Obet

WAJAH ALLAH

Pinterest LinkedIn Tumblr

Sabda Hidup

Jumat, 29 Oktober 2021, Jumat Pekan Biasa XXX
Bacaan: Rm. 9:1-5; Mzm. 147:12-13,14-15,19-20; Luk. 14:1-6.

“Pada suatu hari Sabat Yesus datang ke rumah salah seorang pemimpin dari orang-orang Farisi untuk makan di situ. Semua yang hadir mengamat-amati Dia dengan saksama. Tiba-tiba datanglah seorang yang sakit busung air berdiri di hadapan-Nya. Lalu Yesus berkata kepada ahli-ahli Taurat dan orang-orang Farisi itu, kata-Nya: “Diperbolehkankah menyembuhkan orang pada hari Sabat atau tidak?” Mereka itu diam semuanya. Lalu Ia memegang tangan orang sakit itu dan menyembuhkannya dan menyuruhnya pergi.”

(Luk 14: 1 – 4).

Suatu kali Obet sedang berada di pinggir sumur bersama dengan kakeknya. Entah mendapat ilham dari mana, Obet bertanya kepada kakeknya: “Kakek, Tuhan Allah pu muka itu macam apa kah?” Mendengar pertanyaan Obet, Kakek bilang: “Obet, coba ko lihat dalam sumur sana eh….” Maka Obet melongok ke dalam sumur yang jernih airnya itu. “Mana Kek? Kenapa sa lihat sa pu muka sendiri?” Kakek menjawab: “Nah, seperti itu Tuhan Allah pu muka.” “Kalau kakek yang lihat ke dalam sumur, Tuhan pu muka juga macam Kakek?” “Iya,” jawab Kakek. “Sebab kita diciptakan segambar dengan Allah.” Lalu kakek menyambung: “Jadi, ko harus hargai orang lain seperti ko juga hargai diri sendiri, karena kitorang diciptakan segambar dengan Tuhan Allah.”

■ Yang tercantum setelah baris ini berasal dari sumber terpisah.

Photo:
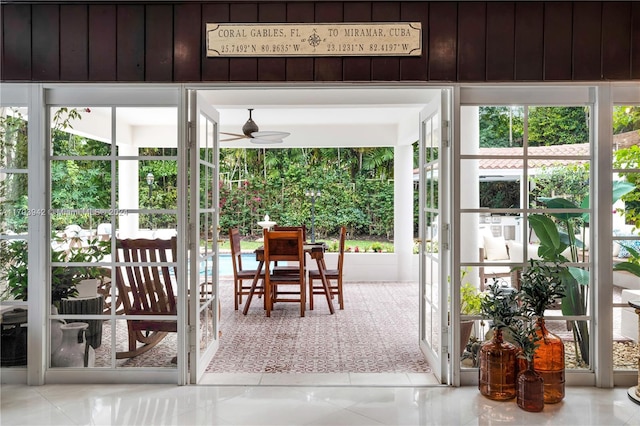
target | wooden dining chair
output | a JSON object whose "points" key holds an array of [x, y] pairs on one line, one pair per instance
{"points": [[146, 288], [285, 246], [288, 268], [333, 276], [241, 275]]}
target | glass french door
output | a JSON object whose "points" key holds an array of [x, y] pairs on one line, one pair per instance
{"points": [[434, 236], [203, 230]]}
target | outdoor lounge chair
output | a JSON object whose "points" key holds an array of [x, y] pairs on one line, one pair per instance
{"points": [[145, 287]]}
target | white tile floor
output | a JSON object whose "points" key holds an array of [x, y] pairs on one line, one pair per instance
{"points": [[294, 405]]}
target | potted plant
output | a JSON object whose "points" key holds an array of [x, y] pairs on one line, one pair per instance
{"points": [[530, 385], [64, 279], [557, 233], [542, 283], [497, 357], [470, 304]]}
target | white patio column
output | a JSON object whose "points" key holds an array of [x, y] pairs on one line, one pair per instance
{"points": [[128, 192], [470, 185], [403, 211]]}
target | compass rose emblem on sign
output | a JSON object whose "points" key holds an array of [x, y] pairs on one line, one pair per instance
{"points": [[314, 39]]}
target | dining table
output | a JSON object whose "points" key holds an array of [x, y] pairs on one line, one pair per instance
{"points": [[315, 252]]}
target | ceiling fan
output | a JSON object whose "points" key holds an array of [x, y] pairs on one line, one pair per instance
{"points": [[251, 131]]}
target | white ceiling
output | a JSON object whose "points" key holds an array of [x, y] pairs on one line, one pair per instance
{"points": [[317, 117], [325, 116]]}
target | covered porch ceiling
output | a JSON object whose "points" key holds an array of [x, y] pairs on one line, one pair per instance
{"points": [[314, 117]]}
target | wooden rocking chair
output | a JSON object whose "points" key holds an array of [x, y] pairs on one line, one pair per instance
{"points": [[145, 288]]}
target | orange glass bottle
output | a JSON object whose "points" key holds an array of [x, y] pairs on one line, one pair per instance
{"points": [[530, 392], [497, 372], [548, 361]]}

Orang yang menderita busung air dalam kisah Injil hari ini (Luk 14: 1 – 6) nampaknya sengaja dihadapkan dengan Yesus saat datang untuk makan di rumah salah seorang pemimpin Farisi, untuk menjebak Dia, sebab sejak awal para Farisi itu mengamat-amati Dia dengan seksama. Jadi orang sakit itu dijadikan umpan untuk menjebak Yesus apakah Ia akan menyembuhkan di hari Sabbat atau tidak. Yesus sendiri nampaknya tidak masalah masuk dalam jebakan itu. Dengan segera Ia menyembuhkan orang itu. Ketika orang-orang Farisi itu tidak menghargai orang itu, Yesus menghargainya, memulihkan martabatnya dengan menyembuhkannya.

Atas nama hukum Tuhan, orang-orang beragama, seperti para Farisi itu, terkadang tidak menghormati orang yang berkebutuhan. Yesus menunjukkan bentuk otentik hidup beragama, yakni memperlakukan orang lain dengan hormat yang layak, menghargai martabat mereka sebab mereka diciptakan menurut gambar Allah dan berharga di hadapan Allah.

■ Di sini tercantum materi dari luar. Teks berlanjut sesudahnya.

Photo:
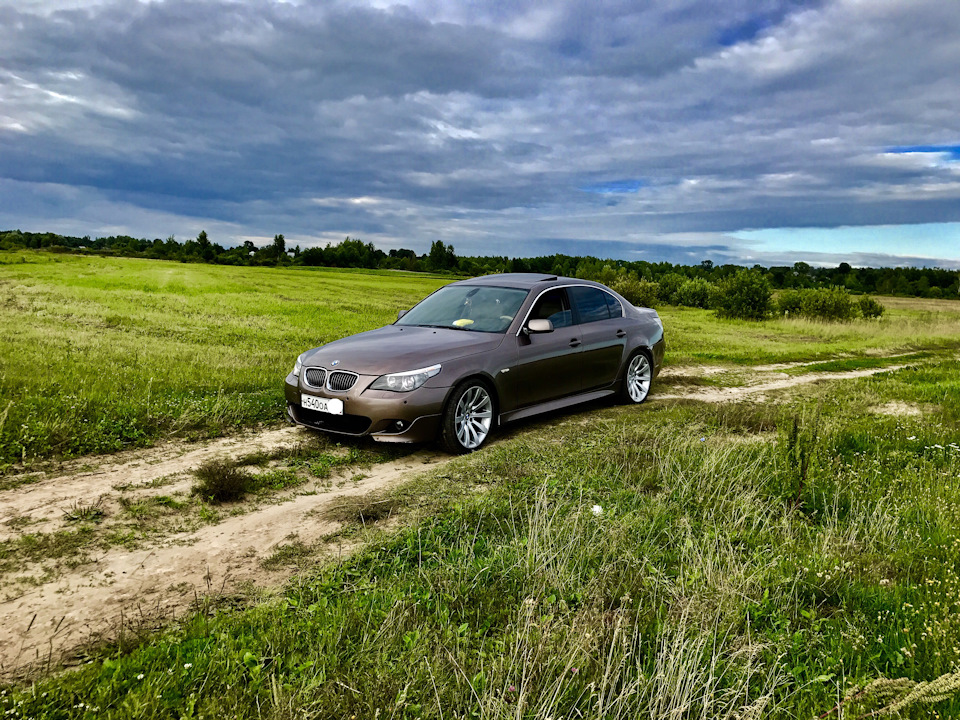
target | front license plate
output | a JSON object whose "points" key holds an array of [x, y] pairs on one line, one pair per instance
{"points": [[334, 406]]}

Kita pun dicipta menurut gambar Allah. Maka seharusnya, wajah kita menampilkan wajah Allah. Banyak di antara kita mungkin pernah membaca ‘Misericordiae Vultus’ (Wajah Kerahiman). Ini merupakan Bulla atau Maklumat pencanangan Tahun Kerahiman dari Paus Fransiskus yang dikeluarkan pada tanggal 11 April 2015 lalu. Pada bagian paling awal dari Bulla ini, Paus menulis: “Yesus Kristus adalah wajah kerahiman Bapa. Kata-kata ini bisa dengan baik merangkum misteri iman Kristiani. Kerahiman telah menjadi hidup, nampak dan mencapai puncaknya dalam Yesus dari Nazaret.” (MV,1). Tentu saja kata-kata Paus ini meneguhkan iman kita kepada Allah Yang Maharahim dalam diri Yesus Kristus Putera-Nya sebagai yang menampakkan Wajah Kerahiman Allah sendiri. Perikope Injil hari ini menegaskan kehadiran Yesus sebagai Wajah Kerahiman Allah.

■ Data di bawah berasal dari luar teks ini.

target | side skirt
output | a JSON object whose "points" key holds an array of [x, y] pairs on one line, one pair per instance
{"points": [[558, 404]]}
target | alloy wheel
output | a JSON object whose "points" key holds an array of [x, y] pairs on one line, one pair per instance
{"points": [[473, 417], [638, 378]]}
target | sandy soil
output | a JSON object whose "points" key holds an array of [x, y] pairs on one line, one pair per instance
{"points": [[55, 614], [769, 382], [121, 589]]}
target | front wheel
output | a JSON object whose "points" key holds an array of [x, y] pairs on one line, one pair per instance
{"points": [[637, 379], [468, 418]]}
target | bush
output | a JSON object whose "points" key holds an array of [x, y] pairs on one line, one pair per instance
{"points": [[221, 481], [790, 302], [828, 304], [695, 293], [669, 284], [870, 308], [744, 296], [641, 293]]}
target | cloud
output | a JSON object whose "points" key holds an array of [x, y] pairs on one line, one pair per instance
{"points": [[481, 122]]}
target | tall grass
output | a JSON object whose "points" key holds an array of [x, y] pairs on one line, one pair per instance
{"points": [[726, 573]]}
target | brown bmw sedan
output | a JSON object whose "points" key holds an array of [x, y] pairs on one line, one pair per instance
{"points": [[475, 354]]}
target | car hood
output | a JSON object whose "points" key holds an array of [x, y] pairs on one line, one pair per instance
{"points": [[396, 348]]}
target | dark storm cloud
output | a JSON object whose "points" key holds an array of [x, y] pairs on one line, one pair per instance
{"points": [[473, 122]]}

Bagaimana dengan kita? Apakah kehadiran kita di manapun juga menampakkan wajah kerahiman Allah? Apakah kita rajin berdoa, beribadah dan menghadiri misa, tapi tidak bisa memaafkan? Barangkali kita adalah anggota persekutuan doa ini dan itu namun berlaku kasar dan tidak adil? Apakah saya menghargai sesama?